After exploring the mid-line bridge area for a few more minutes, we piled back into the Hiace and continued south, along Iceland's regional highway 425. Our next stop was something also geology-related, but much more active!
Five minutes' drive further south brought us to views of billowing white clouds. Steam, to be more precise, for we had arrived at one of Iceland's geothermal areas.
Road to Gunnuhver
This particular geothermal area, known as 'Gunnuhver', also sported a geothermal power plant, which we could now see off to our right. As the prevailing winds blew the billowing clouds across our path, we immediately smelled the rotten egg odor of Hydrogen Sulfide and Sulfur Dioxide, some of the common gases released into the atmosphere at these geothermal areas.
We turned off the main road onto a signposted gravel sideroad, which led to a parking area directly adjacent to the geothermal field. A set of paths and boardwalks marked what were (or are) considered safe places to walk; Some of the ground is quite hot and in places, can collapse under one's weight.
Gunnuhver geothermal field
We spent about half an hour exploring the fascinating sight of the earth bubbling and frothing at our feet.

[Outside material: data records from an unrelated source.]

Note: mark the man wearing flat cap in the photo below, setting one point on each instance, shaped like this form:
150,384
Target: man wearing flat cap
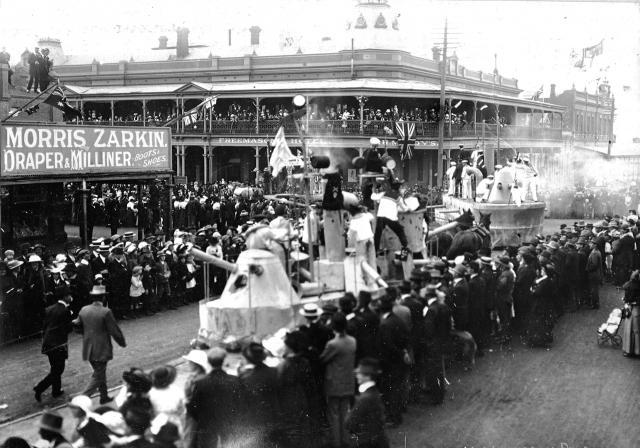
98,326
215,402
367,417
56,329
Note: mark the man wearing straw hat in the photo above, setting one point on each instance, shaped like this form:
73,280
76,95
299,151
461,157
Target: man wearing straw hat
98,327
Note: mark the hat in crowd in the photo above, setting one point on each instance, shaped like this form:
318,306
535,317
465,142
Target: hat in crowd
34,259
82,253
309,310
199,357
255,353
329,308
138,381
118,249
280,210
295,340
418,275
98,290
216,356
51,421
459,269
553,245
162,377
81,402
369,367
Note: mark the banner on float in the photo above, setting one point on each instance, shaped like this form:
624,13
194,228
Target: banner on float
32,150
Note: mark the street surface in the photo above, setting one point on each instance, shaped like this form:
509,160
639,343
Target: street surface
151,341
576,393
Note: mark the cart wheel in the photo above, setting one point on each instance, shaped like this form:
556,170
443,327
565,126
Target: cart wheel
617,340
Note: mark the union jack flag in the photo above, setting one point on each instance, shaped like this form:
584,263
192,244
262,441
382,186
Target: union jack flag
406,138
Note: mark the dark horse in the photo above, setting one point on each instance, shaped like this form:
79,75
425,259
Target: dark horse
472,240
463,238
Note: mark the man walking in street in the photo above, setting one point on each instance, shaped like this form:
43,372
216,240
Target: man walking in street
98,326
339,357
57,326
594,275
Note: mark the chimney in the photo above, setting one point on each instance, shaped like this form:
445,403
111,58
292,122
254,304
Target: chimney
182,43
255,35
435,51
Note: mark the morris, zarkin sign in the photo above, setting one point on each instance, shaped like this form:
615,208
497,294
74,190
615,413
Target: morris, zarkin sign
29,150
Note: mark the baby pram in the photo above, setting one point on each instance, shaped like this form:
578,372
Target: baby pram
608,331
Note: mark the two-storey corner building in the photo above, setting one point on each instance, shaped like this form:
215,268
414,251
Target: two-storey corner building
353,92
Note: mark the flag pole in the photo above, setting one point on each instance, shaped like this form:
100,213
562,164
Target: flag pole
20,109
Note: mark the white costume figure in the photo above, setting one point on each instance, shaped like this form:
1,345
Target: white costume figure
529,180
483,189
467,192
452,182
360,235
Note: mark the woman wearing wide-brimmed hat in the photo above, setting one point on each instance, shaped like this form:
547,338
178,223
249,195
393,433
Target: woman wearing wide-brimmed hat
631,323
166,396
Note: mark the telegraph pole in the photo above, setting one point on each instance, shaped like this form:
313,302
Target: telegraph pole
443,76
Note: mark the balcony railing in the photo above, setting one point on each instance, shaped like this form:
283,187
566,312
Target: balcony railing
338,128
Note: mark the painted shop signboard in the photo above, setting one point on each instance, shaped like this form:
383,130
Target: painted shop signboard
31,150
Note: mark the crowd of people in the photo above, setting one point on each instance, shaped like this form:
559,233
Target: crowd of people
235,113
591,202
400,341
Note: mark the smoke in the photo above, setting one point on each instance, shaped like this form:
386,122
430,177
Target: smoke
340,157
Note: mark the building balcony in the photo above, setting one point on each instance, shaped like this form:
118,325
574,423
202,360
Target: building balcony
355,128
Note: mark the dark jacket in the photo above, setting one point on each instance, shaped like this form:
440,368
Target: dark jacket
594,265
98,326
56,329
214,405
366,420
460,300
393,340
260,391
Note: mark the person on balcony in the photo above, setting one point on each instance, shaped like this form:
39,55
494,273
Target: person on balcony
529,180
450,175
467,191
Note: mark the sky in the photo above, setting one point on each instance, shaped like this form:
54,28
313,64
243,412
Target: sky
533,40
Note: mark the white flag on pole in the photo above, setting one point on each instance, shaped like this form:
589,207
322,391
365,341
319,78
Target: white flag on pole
281,153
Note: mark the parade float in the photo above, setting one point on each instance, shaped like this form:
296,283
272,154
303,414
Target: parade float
273,278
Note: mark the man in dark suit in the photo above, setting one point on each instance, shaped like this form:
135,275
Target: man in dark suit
366,419
34,66
57,326
338,358
119,282
460,298
594,275
98,327
214,403
368,337
393,341
478,310
437,324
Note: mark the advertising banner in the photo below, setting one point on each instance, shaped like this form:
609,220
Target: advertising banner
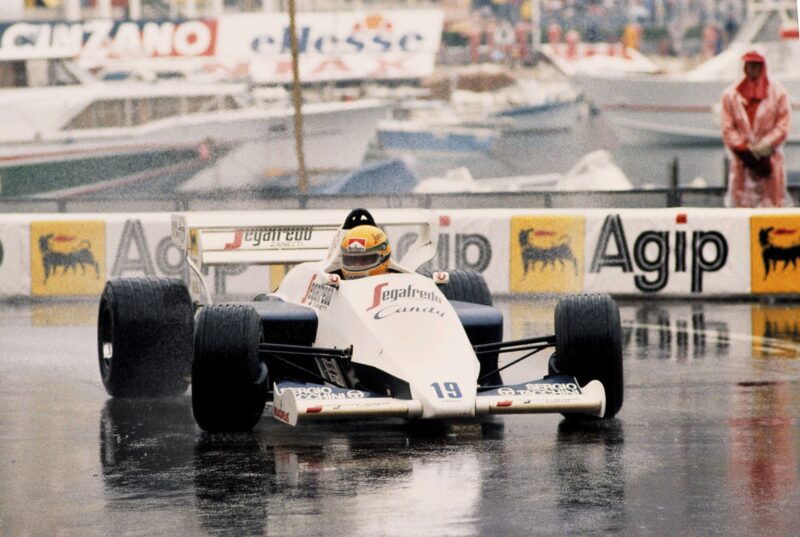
342,45
467,240
142,246
109,39
546,254
669,252
67,257
775,253
14,275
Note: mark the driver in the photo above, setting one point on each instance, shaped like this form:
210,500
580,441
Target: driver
365,251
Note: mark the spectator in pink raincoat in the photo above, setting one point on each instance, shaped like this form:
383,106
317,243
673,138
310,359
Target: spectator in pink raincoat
755,123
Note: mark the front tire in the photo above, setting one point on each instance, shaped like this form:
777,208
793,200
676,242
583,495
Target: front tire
229,385
589,346
144,337
467,285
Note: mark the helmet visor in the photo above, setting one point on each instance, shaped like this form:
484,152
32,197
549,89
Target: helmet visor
360,260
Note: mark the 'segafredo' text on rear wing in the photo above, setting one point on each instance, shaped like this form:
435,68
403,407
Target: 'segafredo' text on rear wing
286,237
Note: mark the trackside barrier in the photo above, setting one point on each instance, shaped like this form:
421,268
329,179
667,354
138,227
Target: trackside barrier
648,252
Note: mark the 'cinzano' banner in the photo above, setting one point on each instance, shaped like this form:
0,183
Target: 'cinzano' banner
344,45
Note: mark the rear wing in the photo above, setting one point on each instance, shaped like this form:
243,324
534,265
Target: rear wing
286,237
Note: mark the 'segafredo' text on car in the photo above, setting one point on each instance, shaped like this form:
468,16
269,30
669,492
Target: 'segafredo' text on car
400,344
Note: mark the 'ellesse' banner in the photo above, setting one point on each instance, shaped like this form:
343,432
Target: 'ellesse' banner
675,252
342,45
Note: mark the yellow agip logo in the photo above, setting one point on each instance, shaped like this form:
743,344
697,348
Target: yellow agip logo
67,258
775,254
546,254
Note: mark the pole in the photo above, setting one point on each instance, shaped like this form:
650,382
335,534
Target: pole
536,28
302,180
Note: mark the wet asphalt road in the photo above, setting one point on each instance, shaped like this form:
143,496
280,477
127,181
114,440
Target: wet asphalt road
707,443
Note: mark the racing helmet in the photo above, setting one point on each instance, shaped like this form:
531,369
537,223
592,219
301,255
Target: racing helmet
365,251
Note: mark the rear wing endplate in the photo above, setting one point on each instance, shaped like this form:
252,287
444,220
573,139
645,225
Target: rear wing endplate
287,237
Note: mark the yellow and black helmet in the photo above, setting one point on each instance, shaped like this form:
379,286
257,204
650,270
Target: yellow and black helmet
365,251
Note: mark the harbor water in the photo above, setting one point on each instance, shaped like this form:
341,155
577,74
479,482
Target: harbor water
557,152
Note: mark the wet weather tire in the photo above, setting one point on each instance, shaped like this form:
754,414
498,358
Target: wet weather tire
467,285
589,346
144,337
229,384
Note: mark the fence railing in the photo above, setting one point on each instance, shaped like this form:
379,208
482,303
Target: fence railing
256,199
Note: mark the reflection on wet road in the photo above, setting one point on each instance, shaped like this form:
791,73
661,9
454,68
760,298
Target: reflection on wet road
707,443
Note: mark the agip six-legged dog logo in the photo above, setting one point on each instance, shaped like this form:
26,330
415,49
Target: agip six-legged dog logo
67,257
80,255
775,253
532,254
772,254
546,254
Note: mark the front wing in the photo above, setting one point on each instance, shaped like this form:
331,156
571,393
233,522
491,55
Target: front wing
294,402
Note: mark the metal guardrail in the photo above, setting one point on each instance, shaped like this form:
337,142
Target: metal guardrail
261,200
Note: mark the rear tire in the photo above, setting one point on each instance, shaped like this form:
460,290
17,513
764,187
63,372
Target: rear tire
144,337
225,396
589,346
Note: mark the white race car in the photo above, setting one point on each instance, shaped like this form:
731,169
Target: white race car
402,344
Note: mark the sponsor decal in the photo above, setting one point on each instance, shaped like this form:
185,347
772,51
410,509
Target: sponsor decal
659,253
325,392
382,295
546,254
67,258
113,39
273,237
280,414
556,388
775,254
318,295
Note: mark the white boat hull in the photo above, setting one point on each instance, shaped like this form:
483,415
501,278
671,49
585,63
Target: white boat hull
336,137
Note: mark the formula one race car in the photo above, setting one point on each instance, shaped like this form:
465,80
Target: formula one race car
401,344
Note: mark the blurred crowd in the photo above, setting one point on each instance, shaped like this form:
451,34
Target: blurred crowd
674,27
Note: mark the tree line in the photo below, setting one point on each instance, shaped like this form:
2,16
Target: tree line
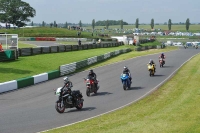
18,13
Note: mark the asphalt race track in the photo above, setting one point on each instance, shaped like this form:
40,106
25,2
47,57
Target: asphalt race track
32,109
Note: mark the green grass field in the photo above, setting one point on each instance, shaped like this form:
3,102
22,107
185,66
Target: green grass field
32,65
192,28
61,32
173,108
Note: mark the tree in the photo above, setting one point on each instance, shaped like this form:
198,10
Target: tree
16,12
80,23
187,24
137,23
54,24
169,24
93,24
121,24
43,24
51,24
107,24
152,23
66,25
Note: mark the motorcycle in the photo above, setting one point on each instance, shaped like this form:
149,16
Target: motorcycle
125,81
185,47
68,99
90,86
162,62
151,69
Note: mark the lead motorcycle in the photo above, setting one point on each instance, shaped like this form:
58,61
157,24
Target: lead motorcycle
90,86
151,69
125,81
161,61
68,99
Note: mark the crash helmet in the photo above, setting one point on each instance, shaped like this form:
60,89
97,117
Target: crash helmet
91,71
125,68
66,80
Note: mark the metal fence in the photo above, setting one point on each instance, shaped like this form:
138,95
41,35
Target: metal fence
64,48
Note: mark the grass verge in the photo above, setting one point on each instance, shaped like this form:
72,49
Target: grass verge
173,108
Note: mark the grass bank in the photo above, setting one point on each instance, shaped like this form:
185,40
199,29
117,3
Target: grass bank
32,65
173,108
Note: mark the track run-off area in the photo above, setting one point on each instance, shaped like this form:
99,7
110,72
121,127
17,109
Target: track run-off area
32,109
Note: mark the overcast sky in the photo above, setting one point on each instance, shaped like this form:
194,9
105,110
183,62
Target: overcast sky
72,11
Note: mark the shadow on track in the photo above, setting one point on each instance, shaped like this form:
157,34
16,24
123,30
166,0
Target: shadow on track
158,75
101,94
83,109
135,88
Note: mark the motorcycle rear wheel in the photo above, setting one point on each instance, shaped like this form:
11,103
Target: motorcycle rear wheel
60,108
151,73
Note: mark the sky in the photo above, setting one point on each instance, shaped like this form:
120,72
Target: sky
72,11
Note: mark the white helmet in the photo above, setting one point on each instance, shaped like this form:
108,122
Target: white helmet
66,79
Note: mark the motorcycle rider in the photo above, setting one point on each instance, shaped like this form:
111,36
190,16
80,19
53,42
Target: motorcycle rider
93,76
162,56
67,87
151,62
127,71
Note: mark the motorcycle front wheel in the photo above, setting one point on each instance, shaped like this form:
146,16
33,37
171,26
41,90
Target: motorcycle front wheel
80,105
124,85
88,92
150,73
60,108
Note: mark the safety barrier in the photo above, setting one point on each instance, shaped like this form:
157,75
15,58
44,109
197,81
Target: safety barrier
63,70
63,48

The ground all around us was stained all sorts of bright colors - yellows and oranges primarily, and the geothermal features ranged from bubbling grey mud to roiling water and to vents issuing forth clouds of steam, sometimes with quite loud hissing noises.
Reykjanes geothermal plant
After enjoying our inspection of the Gunnuhver geothermal field, we decided to visit the Icelandic coastline, which at Gunnuhver is only a short walk away, and where there are some scenic rugged outcrops of lava cliffs.
As we neared the coastline, we began to encounter a large number of seabirds, wheeling overhead. Iceland is well-known for its extensive array of seabird life, including the Puffins, Kittiwakes, and Arctic Terns.
What the terns think of Ewart
Arctic Terns in particular are known for their feisty attitude towards humans. They aren't afraid to go on the offense, frequently dive-bombing and pecking at people if they get too close. Ewart apparently managed to offend the sensibility of one or more Terns simply by approaching the coast, for he was the lucky recipient of an actual "bombing" from an Arctic Tern, right on the noggin!
Rugged Reykjanes Coast
The rest of us made it to the coastline unscathed, where we observed a set of craggy promontories, sea stacks, and jagged needles.
The sounds of screeching birds filled the air here. At first I thought these birds were the common sort of gulls we find back home, but it turns out this was not the case. This was a colony of Kittiwakes - three-toed gulls.
Commemorating the Great Auk
In addition to the live birds flying about, there was also a very conspicuous bronze bird statue at the coastline here. The statue stood about five feet tall, and was clearly a flightless bird, because it had small, chicken-like wings. It was positioned such that it was looking out over the sea.
Great Auk and Eldey
I knew what this statue represented, based on some research that I'd done prior to the trip. This was a statue of the Great Auk, a flightless bird - now extinct. The fact that the statue faced out to sea was no accident. If you followed the statue's gaze, you could see that it pointed to a large sea stack far out to sea. This sea stack - called Eldey - was where the last family of Great Auks were killed by trappers in 1844. Sad.